Hi - I am trying to understand how the ‘Course Rigor’ part works for top colleges.
I am applying as a STEM major most likely, and I was not offered Calculus BC by my school for junior year, wheras I was offered Calculus AB. Many in my school however, were in fact offered Calculus BC due to certain GPA requirements (need a 3.9 to qualify for BC, I had a 3.87 ).
In senior year regardless, I will be doing Calc 3, which is the highest mathematics course offered by my school.
Should this have a large impact on the strength of my overall application? I will be taking the BC test regardless, and have perfect grades in my mathematics courses.
It seems more common now to do +2 math acceleration starting in middle school, but then slow down the students by having them do AB then (the rest of) BC over two years in 11th-12th grade. Whereas previously, the students on the +2 track were the best students in math who could handle all of BC (including the AB stuff) in one year in 11th grade.
You should really only do calculus 3 after calculus 2 or BC.

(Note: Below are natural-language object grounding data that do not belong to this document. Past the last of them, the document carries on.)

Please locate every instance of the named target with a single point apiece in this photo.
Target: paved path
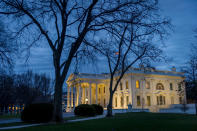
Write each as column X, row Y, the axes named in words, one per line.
column 89, row 118
column 64, row 115
column 21, row 126
column 5, row 121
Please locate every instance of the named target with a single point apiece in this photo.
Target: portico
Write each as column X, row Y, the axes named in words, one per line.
column 86, row 92
column 150, row 89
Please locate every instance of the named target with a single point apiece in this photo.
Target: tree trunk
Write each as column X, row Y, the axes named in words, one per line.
column 196, row 107
column 58, row 101
column 109, row 106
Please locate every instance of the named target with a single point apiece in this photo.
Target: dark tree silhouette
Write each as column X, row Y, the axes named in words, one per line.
column 133, row 42
column 191, row 74
column 7, row 48
column 65, row 25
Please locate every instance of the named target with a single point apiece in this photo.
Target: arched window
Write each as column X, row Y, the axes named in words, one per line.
column 120, row 85
column 137, row 84
column 161, row 100
column 127, row 85
column 116, row 102
column 147, row 85
column 121, row 101
column 159, row 86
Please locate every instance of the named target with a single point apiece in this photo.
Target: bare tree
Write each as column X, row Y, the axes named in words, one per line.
column 132, row 42
column 64, row 25
column 190, row 71
column 7, row 48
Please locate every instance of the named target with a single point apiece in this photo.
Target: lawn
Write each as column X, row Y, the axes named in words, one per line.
column 128, row 121
column 9, row 116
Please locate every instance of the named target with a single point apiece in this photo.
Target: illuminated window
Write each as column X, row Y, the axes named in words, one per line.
column 137, row 84
column 116, row 102
column 160, row 86
column 172, row 100
column 147, row 85
column 171, row 86
column 148, row 101
column 138, row 101
column 180, row 100
column 121, row 101
column 161, row 100
column 127, row 85
column 127, row 100
column 179, row 87
column 120, row 85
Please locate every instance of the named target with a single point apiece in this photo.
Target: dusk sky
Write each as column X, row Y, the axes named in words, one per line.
column 183, row 14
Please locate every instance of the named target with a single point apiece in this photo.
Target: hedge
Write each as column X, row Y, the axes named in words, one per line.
column 39, row 112
column 85, row 110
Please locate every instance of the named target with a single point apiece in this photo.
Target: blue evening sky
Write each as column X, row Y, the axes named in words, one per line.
column 183, row 14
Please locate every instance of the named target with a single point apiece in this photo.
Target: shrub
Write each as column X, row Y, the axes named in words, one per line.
column 98, row 108
column 40, row 112
column 85, row 110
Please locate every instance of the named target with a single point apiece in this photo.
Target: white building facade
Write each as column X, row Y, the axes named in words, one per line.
column 142, row 88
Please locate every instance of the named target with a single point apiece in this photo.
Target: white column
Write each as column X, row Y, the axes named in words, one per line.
column 75, row 100
column 96, row 94
column 90, row 94
column 85, row 95
column 68, row 97
column 79, row 93
column 72, row 96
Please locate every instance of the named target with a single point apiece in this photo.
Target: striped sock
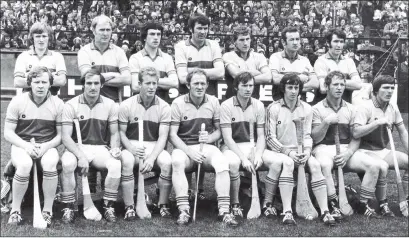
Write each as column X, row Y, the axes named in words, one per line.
column 128, row 185
column 271, row 189
column 223, row 203
column 20, row 185
column 50, row 181
column 183, row 203
column 286, row 185
column 319, row 188
column 366, row 194
column 234, row 188
column 165, row 185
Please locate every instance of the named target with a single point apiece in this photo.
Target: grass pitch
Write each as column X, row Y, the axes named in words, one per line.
column 206, row 223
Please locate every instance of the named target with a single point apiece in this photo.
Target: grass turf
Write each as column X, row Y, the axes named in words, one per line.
column 206, row 223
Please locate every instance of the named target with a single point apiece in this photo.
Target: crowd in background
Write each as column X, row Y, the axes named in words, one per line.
column 71, row 21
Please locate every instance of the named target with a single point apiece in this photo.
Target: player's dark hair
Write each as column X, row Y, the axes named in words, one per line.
column 36, row 72
column 196, row 71
column 332, row 75
column 149, row 26
column 197, row 18
column 381, row 79
column 91, row 72
column 151, row 71
column 242, row 77
column 290, row 78
column 338, row 32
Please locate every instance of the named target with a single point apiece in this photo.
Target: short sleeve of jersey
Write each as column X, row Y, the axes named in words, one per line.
column 134, row 64
column 225, row 115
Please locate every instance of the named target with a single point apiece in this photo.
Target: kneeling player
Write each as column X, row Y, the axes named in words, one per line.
column 373, row 117
column 34, row 114
column 189, row 111
column 326, row 114
column 98, row 119
column 282, row 139
column 155, row 114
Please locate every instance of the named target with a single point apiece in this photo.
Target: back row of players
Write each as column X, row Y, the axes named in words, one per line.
column 105, row 69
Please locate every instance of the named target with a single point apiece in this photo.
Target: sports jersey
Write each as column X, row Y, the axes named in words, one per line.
column 326, row 64
column 371, row 110
column 281, row 63
column 346, row 114
column 281, row 132
column 94, row 119
column 232, row 115
column 254, row 61
column 27, row 60
column 34, row 120
column 132, row 110
column 162, row 62
column 113, row 59
column 188, row 55
column 189, row 117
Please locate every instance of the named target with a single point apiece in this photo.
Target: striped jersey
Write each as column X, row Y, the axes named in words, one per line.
column 188, row 55
column 34, row 120
column 190, row 117
column 94, row 119
column 132, row 111
column 370, row 111
column 162, row 62
column 113, row 59
column 234, row 116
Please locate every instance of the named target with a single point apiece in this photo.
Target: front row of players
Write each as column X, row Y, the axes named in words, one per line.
column 37, row 114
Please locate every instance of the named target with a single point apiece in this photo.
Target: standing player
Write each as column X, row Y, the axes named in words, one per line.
column 98, row 119
column 370, row 125
column 108, row 58
column 328, row 112
column 35, row 114
column 235, row 115
column 155, row 114
column 152, row 56
column 282, row 139
column 334, row 60
column 189, row 111
column 289, row 60
column 40, row 37
column 245, row 59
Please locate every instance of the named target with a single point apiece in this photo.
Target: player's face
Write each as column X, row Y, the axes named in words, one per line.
column 40, row 41
column 200, row 32
column 337, row 45
column 153, row 38
column 293, row 41
column 385, row 92
column 149, row 86
column 197, row 86
column 291, row 92
column 92, row 86
column 244, row 90
column 336, row 88
column 40, row 85
column 243, row 43
column 102, row 32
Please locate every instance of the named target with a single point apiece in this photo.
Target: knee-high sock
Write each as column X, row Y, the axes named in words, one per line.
column 366, row 194
column 128, row 185
column 286, row 185
column 111, row 188
column 20, row 185
column 271, row 189
column 319, row 188
column 50, row 181
column 380, row 191
column 234, row 188
column 165, row 185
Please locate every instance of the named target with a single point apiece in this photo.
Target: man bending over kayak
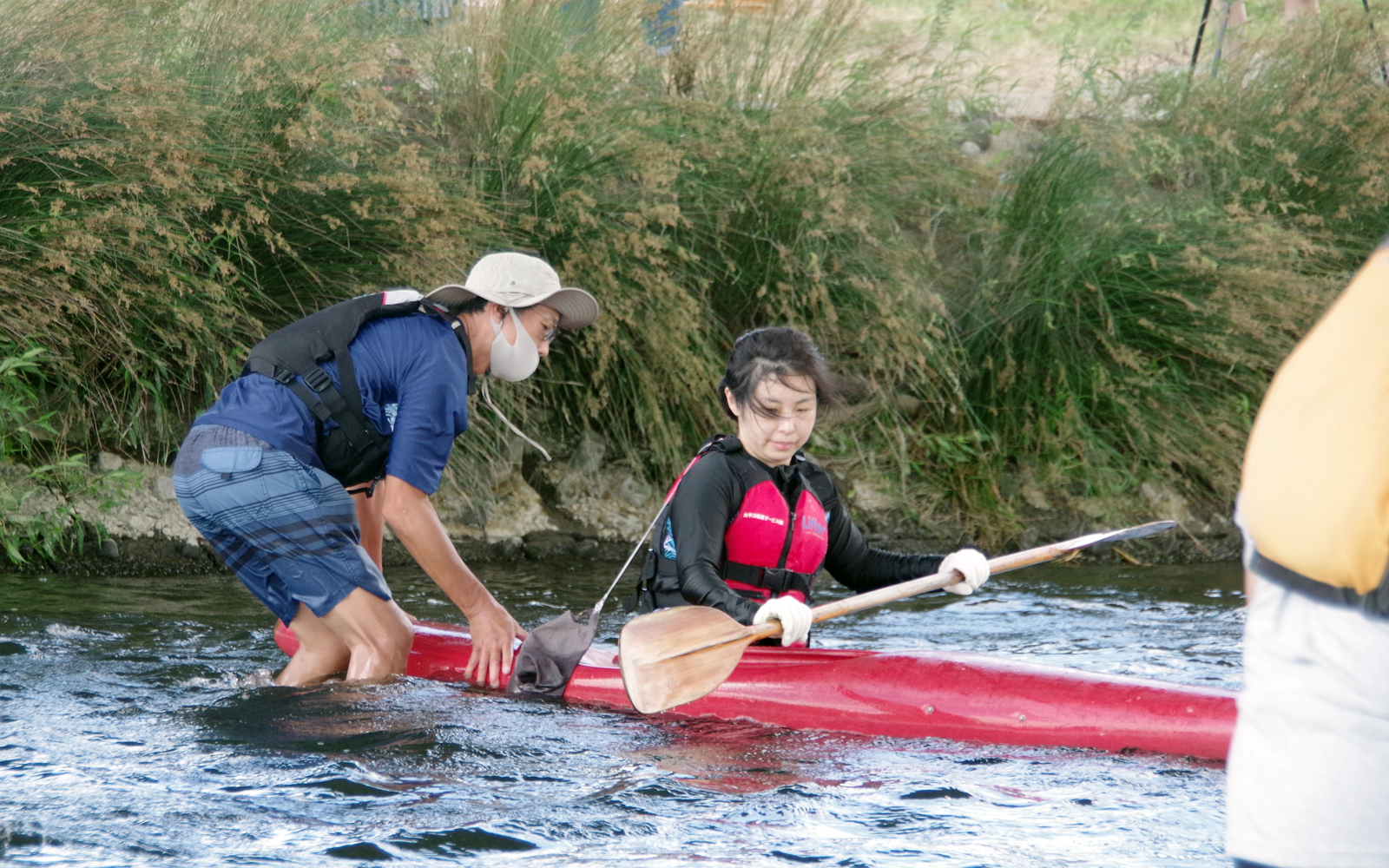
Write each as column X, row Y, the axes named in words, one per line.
column 752, row 520
column 367, row 395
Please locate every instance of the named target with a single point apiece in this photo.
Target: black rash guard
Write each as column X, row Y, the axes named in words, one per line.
column 708, row 500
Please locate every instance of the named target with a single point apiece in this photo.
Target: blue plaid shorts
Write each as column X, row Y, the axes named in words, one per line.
column 288, row 531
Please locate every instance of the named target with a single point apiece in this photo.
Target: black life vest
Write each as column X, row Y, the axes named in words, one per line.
column 354, row 451
column 771, row 546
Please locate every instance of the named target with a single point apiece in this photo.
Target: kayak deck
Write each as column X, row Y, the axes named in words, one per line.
column 971, row 698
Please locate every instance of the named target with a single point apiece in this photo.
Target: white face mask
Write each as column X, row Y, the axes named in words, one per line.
column 513, row 361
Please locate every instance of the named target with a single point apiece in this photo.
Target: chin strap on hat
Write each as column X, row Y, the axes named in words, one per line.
column 486, row 398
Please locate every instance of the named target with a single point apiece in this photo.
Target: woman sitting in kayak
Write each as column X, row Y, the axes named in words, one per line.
column 752, row 520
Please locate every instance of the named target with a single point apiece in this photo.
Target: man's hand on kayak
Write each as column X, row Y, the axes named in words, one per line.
column 410, row 514
column 492, row 629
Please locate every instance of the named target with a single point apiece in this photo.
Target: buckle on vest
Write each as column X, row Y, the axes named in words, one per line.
column 319, row 379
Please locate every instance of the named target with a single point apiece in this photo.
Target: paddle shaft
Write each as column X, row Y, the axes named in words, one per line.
column 912, row 588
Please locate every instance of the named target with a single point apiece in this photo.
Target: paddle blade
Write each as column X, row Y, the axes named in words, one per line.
column 1113, row 536
column 675, row 656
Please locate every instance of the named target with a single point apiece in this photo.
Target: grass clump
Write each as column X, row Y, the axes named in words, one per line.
column 1146, row 271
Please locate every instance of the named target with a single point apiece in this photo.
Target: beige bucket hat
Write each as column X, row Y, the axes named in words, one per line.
column 520, row 279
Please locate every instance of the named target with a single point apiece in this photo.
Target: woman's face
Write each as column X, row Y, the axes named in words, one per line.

For colleges that use counselor school reports, ask your counselor whether being rationed out of BC will result in the counselor downgrading your rating for how demanding a course selection you had and your overall academic strength, compared to what it would be if you could have taken BC.
Take what your school has recommended and don’t worry too much. Is your school going to let you take multivariable calc after calcAB? Or will you be taking BC and multivariable calc concurrently(which ours allows spring semester 12th if approved)–just be sure your plan is ok with the school .
Calc BC would be good to do. More important than Calc 3. BC is a foundational course. If you skipped that and went on to Calc 3 you would be building on top of a shaky foundation. Colleges would also like to see the Calc BC course on the transcript. Not just a self-study AP exam. If you are passionate about math, you could consider doing the Calc 3 parallelly. Or just leave it for now. Anyway if you are going to engg school, you may take that Calc 3 again in college. There will be a whole bunch of vector calc (Green’s theorem etc) they may or may not cover in HS anyway.
In response to your question, colleges will know that you took the course with the most rigor for your school. While it’s extremely important to build a solid math foundation and not have gaps, I don’t think one needs to take Calc AB and BC over two years. If a student is going on to MV, Linear Algebra and has taken AB only, they should fill in the gaps before MV/LA ( I think it’s two chapters, before proceeding).
Lots of CC posters are used to the program that’s used in their school/state. In CA, it appears that some school systems accelerate in middle school. In our area, this isn’t possible and it’s very uncommon to land above BC calc senior year without outside study ( from middle school).
Both our kids had a small gap and filled it in order to move along. One trig, the other the gap b/w AB and BC calc; Neither had a problem with the gap and both preferred to fill it rather than take a course for a second year with repeated material. It didn’t impact later classes or AP/SAT scores. YMMV.
I have never heard of Calc 3. Not sure what this class includes.
You should also think about what kind of math student you are. If you are truly interested in math, there’s one path and if you are filing in classes more to meet college requirements that might impact your choices differently.
Calculus 3 is ordinarily an alternative name for multivariable calculus (third semester of calculus in college, after the first two semesters of single variable calculus).
It is mostly taken by math, statistics, physical science, and engineering majors.
Thanks, we call that Multivariable. It’s pretty uncommon to take in high school. Usually a handful of kids who start high school with a math-y bent or interest and a couple of years ahead. Not all high schools near us have it.
You really need to discuss with your counselor your specific question on rigor as it doesn’t really matter what other schools offer - your school offers Calc BC and Calc 3. If you take Calc AB your junior year, I would not recommend Calc 3 your senior year, and can’t imagine your school allowing you to take it as as you will be missing a semester of content. At my kids school, you did not have to take the most advanced math offered in order to have the most rigorous box check by your school counselor.
And there are probably 100+ students in our area taking Calc 3 in high school (our district and neighboring) - its a class taught in the high school by college professors (technically dual enrollment) in three high schools and others take it at the local community colleges.